A second-generation class of anticancer diiron species can be obtained from the coupling of aminocarbyne ligands, CN(R)Me, with alkynes (Scheme 1B). When terminal alkynes are involved (R'' = H), this reaction is regioselective and exhibits broad applicability, providing access to a potentially unlimited family of vinyliminium complexes (structure 1 in Scheme 1) [[34], [35], [36], [37]]. To date, more than 150 compounds of this type have been reported, and over 60 of them have been preliminarily evaluated for their antitumor potential on a restricted panel of cancer cell lines. These studies predominantly involved ovarian cancer cell lines (A2780 and its cisplatin-resistant variant A2780cisR), showing variable cytotoxicity depending on the vinyliminium substituents (R, R′, R″).

Notably, a useful strategy to improve the antitumor efficacy of metal compounds involves incorporating organic groups with recognized biological activities [[38], [39], [40], [41]]. This approach has proven successful across various metal structures. While chemically linked, the two components are expected to exert distinct functions within the tumor environment, potentially working synergistically to target multiple pathways [42].

Sulfur has been described as a "redox-chameleon" within biological systems, due to its ability to exist in up to ten different oxidation states, contributing to a complex network of sulfur-based redox reactions [43]. Several naturally-occurring organo-sulfur compounds are known to exhibit diverse biological activities, including anticancer properties and preventive effects [[44], [45], [46]]. For instance, the allyl-sulfide motif has served as an inspiration for the synthesis of various organic compounds designed as anticancer agents [[47], [48], [49]].
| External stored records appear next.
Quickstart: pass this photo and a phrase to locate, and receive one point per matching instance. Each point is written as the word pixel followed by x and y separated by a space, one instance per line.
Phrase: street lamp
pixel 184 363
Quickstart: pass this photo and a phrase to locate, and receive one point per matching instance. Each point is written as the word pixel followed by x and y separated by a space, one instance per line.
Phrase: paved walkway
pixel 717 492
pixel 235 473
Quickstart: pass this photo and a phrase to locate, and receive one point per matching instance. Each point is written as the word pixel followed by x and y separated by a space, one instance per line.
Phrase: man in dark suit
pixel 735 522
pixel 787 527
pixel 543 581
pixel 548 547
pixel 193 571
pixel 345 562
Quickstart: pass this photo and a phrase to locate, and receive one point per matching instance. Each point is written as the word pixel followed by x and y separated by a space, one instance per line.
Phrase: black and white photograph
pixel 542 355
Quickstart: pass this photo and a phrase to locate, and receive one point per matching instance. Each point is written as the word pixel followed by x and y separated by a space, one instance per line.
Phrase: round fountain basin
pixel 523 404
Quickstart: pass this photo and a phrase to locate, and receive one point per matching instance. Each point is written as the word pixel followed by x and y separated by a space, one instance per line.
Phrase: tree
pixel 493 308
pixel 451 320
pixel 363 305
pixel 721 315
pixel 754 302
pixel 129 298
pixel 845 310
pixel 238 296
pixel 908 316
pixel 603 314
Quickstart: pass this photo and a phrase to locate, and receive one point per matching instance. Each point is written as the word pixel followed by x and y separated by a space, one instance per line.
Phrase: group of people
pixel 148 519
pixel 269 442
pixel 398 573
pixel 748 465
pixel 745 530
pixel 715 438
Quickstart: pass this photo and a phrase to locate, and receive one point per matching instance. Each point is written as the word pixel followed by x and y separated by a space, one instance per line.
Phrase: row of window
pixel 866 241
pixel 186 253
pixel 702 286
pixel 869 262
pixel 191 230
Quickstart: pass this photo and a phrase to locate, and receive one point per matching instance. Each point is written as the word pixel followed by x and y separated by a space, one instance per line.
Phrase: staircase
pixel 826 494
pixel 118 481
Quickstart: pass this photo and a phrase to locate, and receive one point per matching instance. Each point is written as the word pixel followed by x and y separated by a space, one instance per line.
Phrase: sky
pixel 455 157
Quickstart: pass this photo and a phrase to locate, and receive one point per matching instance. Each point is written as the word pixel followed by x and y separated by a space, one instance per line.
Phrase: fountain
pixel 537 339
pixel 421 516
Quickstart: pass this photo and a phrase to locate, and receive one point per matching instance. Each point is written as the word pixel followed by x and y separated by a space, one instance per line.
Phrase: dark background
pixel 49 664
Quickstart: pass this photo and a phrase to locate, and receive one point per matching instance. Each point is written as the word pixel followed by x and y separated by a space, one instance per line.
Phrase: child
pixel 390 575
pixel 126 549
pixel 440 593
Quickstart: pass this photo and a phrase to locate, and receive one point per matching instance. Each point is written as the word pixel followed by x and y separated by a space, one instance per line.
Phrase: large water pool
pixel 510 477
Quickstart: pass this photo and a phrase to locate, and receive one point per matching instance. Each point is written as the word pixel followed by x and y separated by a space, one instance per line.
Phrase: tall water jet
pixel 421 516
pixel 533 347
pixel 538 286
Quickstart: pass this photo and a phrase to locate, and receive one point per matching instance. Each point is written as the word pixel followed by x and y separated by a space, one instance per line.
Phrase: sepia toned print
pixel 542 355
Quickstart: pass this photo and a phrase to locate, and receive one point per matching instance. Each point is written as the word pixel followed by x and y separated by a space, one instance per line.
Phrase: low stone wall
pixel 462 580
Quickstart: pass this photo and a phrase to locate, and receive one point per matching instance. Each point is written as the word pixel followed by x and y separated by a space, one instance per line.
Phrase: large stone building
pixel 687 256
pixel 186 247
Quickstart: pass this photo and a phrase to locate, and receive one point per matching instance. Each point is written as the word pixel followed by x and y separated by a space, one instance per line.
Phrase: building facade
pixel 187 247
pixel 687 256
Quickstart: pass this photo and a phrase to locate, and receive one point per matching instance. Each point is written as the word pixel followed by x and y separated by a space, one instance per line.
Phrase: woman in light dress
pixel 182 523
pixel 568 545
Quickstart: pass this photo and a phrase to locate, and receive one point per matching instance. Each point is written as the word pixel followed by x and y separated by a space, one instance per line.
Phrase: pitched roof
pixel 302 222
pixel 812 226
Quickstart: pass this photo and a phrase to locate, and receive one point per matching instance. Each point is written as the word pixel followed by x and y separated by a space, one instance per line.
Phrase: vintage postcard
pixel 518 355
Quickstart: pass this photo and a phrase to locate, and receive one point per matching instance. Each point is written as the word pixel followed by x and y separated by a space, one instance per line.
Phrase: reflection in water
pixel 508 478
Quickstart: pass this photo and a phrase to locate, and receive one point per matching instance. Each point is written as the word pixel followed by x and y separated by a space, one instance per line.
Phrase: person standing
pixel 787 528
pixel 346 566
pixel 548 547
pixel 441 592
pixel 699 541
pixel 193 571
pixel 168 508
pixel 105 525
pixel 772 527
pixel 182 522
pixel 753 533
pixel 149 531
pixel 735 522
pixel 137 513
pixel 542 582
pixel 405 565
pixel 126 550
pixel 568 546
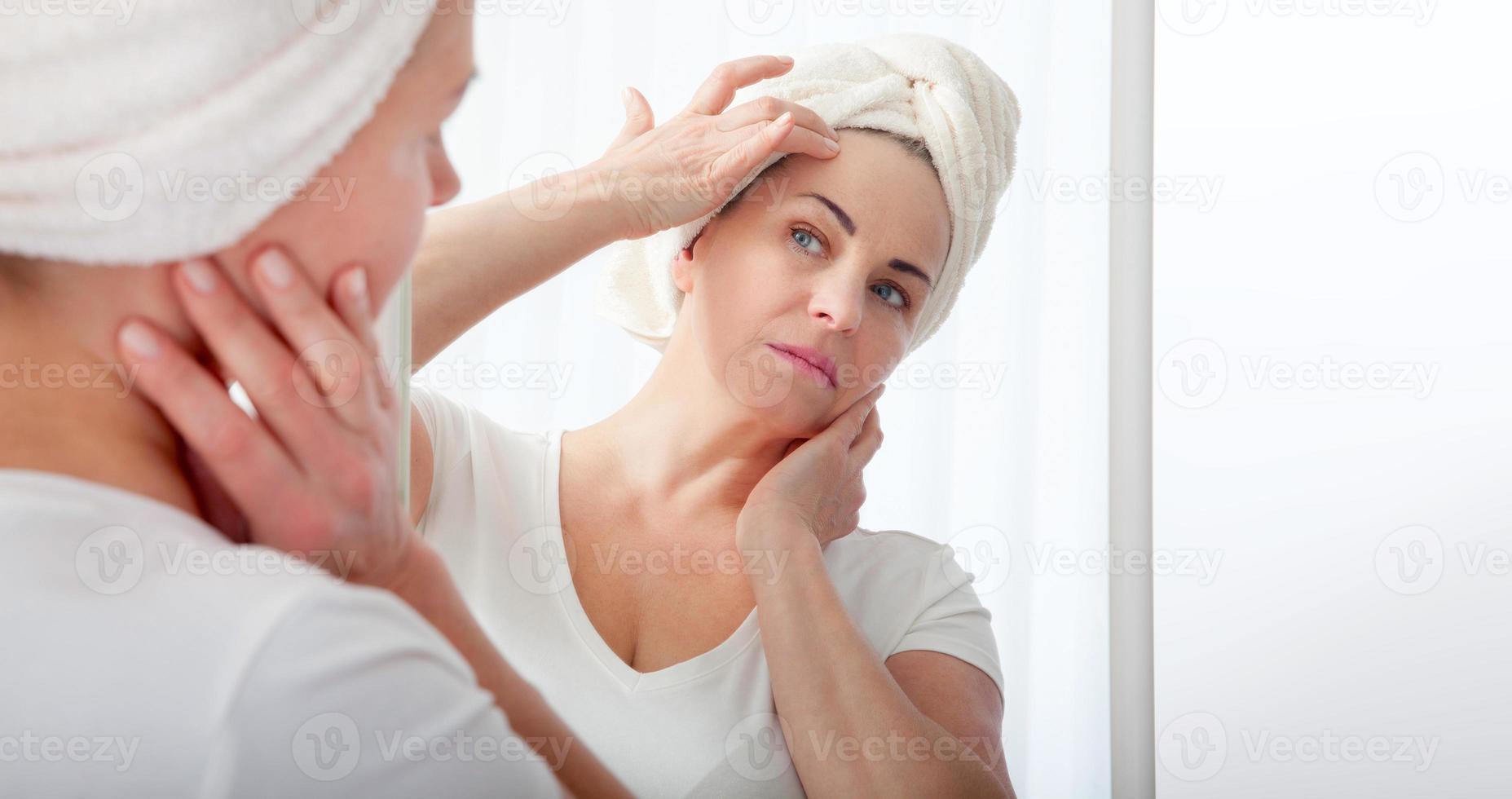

In this study, we present the synthesis and extensive evaluation of the anticancer potential of a series of diiron vinyliminium complexes incorporating sulfide functions. The selected vinyliminium framework (except for one case) comprises a cyclohexyl moiety (Cy), which has been shown to enhance the anticancer activity of metal complexes (including FEACYP) by facilitating their cellular uptake [37,50].